I usually blog about my own holiday reading, but keeping Cate out of trouble meant I only managed one book this year and I’d partly read a borrowed copy already whilst teaching an Arvon – Maggie Nelson’s radiant Bluets. Still, I enjoyed absorbing it properly in such a blue place, where every shutter or shop sign or banister is blue against white, and the sky was blue and the sea was like sun pouring through aquamarine glass. My favourite of her propositions is 157: ‘As one optics journal puts it, “The color of any planetary atmosphere viewed against the black of space and illuminated by a sunlike star will be blue.” In which case blue is something of an ecstatic accident produced by void and fire.’

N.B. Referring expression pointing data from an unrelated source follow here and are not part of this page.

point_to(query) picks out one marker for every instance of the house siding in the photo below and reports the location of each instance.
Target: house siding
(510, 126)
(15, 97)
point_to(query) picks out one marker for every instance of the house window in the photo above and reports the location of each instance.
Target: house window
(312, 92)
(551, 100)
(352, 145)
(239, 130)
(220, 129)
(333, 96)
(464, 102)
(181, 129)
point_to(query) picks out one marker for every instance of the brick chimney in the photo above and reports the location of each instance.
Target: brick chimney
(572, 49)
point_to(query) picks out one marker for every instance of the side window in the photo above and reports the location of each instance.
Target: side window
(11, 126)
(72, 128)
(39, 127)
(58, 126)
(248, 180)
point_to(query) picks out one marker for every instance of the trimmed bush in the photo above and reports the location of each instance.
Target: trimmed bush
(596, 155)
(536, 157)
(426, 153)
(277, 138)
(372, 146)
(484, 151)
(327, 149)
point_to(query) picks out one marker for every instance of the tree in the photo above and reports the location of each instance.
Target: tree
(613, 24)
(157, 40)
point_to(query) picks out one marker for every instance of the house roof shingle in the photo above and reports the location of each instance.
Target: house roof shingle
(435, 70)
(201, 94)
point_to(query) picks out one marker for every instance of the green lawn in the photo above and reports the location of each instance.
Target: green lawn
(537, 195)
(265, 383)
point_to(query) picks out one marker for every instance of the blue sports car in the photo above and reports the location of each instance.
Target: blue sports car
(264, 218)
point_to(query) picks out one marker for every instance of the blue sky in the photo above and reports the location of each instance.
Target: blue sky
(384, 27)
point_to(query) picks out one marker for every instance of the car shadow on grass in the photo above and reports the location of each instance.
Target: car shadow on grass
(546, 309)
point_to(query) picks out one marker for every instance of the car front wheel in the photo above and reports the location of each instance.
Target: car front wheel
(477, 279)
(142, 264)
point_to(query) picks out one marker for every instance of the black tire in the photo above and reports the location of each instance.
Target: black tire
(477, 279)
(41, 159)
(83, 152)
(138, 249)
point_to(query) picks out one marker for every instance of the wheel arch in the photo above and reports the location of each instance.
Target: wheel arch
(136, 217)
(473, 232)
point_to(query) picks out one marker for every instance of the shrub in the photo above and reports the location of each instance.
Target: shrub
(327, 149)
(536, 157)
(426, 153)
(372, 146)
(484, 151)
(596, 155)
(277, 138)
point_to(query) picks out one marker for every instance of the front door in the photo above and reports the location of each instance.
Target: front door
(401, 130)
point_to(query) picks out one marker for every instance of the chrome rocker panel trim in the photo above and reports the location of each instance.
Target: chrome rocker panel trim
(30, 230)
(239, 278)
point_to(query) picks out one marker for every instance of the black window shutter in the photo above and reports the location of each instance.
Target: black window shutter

The book I feel impelled to recommend from this holiday though is the Usbourne Illustrated Stories from the Greek Myths. I bought it for the boy’s’ bedtime stories and was worried it was a bit old for them, but it’s pitched just right and is totally enthralling – every night the adults took it in turns to read again and again the stories of Hercules’s twelve tasks, Pegasus flying towards the Chimera, Odyseuss tricking the Cyclops, and Theseus with his magic string defeating the Minotaur. I even ended up reading all the stories again last night in the airport at 11pm, waiting for our heavily-delayed flight to show up.
Back in the UK now anyway, and looking forward to a busy poetry week, including an Idler Dinner with John Lloyd and Rowley Leigh, the Northern Writers Awards and a workshop for Mslexia at Ledbury. First though, an early night with no raki.